Das offensichtlichste Merkmal des neuen Kabinetts ist die starke Position des alten Regimes. Insgesamt sieben Minister des alten Kabinetts behalten ihre Positionen. Darunter sind der amtierende Außenminister, der Finanzminister und mit dem Vorsitzenden des Militärrats, Hussein Tantawi, auch der Verteidigungsminister. Das wichtige Innenministerium wird künftig von einem Assistenten des ausscheidenden Ministers geführt, der seit 1977 in dieser Behörde arbeitet und als Hardliner gilt: während der berüchtigten Straßenschlachten im November 2011 nahe des Innenministeriums in Kairo, bei denen es 41 Tote und Tausende Verletzte gab, war er an den ergebnislosen Verhandlungen beteiligt. Auch dass er unter Mubaraks inzwischen zu lebenslanger Haft verurteiltem Innenminister Habib Al-Adly eine steile Karriere eingeschlagen hat, lässt große Zweifel aufkommen, dass der Polizeigeneral ernsthafte Schritte gegen die systematischen Verfehlungen des brutalen Sicherheitsapparates einleiten wird. Doch die Ernennung spiegelt wider, wie wenig Macht Mursi in diesem Bereich hat. Wie der Präsident ohne befriedigende Kontrolle des Sicherheitsapparates, der in der Vergangenheit immer wieder unliebsame Gegner sabotiert hat, seine Politik umsetzen will, bleibt fraglich.

Doch Mursi konnte auch punkten: Das wichtige Informationsministerium, dessen Propaganda jegliche Opposition zum Regime in schlechtem Licht dargestellt und dem Militär stets eine reine Weste bescheinigt hat, wird der Vorsitzende des Journalistenverbandes übernehmen, der gleichzeitig Mitglied der Muslimbruderschaft ist. Im Justizministerium wird zwar ein hoher Richter des alten Regimes die Leitung übernehmen, doch handelt es sich dabei um eine Person, die durch ihre Kritik am Mubarakregime und auch durch die Unterstützung Mursis bei dessen Versuchen, das aufgelöste Parlament wieder einzusetzen, positiv aufgefallen ist.

Salafisten außen vor

Neben dem weiterhin entscheidenden Einfluss des Militärs auf die Außenpolitik und den Sicherheitssektor, fällt auch der Ausschluss der extremen Salafisten auf: Noch vor Tagen gab es Berichte, dass ein Salafist das Ministerium für religiöse Stiftungen übernehmen sollte, das wesentlichen Einfluss auf die in den Moscheen predigenden Imame hat. Das Amt wurde nun an den eher moderat-islamischen Präsidenten der Al-Azhar-Universität vergeben. Auch das Bildungsministerium wurde nicht an einen Salafisten vergeben, sondern an einen Muslimbruder, der für den Bildungsbereich in Mursis Wahlkampagne zuständig war. Die Salafisten lehnten eine Teilnahme an der Regierung daraufhin ab.

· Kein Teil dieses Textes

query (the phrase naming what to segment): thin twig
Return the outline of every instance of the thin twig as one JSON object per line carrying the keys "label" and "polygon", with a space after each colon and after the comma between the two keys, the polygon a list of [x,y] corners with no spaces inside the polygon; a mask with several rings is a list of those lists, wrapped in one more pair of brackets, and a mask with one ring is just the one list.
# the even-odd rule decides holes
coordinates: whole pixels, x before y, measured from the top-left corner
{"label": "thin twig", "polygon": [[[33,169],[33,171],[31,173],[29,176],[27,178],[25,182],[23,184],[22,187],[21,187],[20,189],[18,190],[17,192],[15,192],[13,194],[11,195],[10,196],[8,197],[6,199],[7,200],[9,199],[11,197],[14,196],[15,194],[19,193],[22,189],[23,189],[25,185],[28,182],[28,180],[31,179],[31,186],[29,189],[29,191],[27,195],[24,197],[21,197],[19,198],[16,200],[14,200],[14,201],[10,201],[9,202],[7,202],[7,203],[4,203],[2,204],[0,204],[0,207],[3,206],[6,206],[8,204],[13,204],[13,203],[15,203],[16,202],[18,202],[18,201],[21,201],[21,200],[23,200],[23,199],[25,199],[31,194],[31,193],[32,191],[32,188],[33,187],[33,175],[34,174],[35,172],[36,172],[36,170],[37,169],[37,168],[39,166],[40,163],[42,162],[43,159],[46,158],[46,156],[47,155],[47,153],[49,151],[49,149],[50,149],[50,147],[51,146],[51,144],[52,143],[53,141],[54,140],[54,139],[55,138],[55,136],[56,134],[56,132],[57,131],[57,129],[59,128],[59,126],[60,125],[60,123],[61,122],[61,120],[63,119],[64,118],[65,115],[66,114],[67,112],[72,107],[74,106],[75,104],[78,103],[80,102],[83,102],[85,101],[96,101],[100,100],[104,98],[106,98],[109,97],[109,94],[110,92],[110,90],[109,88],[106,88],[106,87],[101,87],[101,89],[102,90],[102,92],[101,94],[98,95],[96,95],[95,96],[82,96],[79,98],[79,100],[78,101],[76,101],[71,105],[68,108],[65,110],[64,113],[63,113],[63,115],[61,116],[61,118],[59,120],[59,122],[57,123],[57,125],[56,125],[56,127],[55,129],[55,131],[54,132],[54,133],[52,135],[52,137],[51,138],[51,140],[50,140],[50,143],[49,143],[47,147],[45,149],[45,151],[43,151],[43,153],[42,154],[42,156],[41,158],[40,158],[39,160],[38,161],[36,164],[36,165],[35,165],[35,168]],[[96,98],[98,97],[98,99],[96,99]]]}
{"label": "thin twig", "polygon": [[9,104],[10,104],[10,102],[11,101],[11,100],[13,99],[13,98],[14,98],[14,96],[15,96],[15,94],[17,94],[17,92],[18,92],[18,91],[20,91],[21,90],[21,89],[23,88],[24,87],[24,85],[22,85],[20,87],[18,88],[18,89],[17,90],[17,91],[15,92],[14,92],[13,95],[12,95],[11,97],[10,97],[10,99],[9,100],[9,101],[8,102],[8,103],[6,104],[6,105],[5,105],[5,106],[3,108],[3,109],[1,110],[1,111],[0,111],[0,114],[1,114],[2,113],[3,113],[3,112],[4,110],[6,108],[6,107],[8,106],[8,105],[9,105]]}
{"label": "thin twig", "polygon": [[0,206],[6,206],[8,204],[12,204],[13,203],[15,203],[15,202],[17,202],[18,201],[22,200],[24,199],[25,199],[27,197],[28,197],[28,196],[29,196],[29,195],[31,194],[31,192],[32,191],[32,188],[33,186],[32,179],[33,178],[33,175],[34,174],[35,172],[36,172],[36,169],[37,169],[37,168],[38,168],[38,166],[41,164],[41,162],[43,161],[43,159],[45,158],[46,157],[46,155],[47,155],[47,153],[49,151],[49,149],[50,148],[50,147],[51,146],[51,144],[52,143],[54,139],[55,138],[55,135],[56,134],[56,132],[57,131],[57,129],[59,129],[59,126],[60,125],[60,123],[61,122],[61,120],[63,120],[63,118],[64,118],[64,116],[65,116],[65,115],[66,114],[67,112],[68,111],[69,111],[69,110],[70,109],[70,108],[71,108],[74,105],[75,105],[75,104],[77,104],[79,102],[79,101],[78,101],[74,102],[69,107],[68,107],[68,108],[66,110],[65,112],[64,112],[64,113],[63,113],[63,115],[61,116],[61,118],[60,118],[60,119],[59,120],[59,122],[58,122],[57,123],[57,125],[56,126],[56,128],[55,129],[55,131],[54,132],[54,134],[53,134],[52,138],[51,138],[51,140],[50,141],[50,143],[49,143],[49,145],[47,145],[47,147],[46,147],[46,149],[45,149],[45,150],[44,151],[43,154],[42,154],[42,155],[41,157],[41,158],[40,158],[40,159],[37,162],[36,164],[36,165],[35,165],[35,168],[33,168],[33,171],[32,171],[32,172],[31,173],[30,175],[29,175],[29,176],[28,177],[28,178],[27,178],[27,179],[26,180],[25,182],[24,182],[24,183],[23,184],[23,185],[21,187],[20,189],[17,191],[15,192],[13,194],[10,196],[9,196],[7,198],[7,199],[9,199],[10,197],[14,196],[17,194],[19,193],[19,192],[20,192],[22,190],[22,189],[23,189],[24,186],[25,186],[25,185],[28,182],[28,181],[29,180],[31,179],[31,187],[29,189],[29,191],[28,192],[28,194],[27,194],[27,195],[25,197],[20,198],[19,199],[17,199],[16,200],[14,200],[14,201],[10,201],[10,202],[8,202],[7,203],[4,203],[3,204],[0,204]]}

Ägyptens neue Regierung spiegelt damit die aktuelle politische Situation des Landes wider: ohne das alte Militärregime geht nach wie vor nichts. Die Muslimbrüder, die einzige Kraft, die es mit dem Militärrat aufnehmen könnte, betreiben Realpolitik und vermeiden den Konflikt auf der Straße. Eine ehrliche Zusammenarbeit mit der nicht-islamistischen Opposition lehnt sie aber ab. Bedeutende Veränderungen kann jedoch nur eine geeinte Opposition bewirken.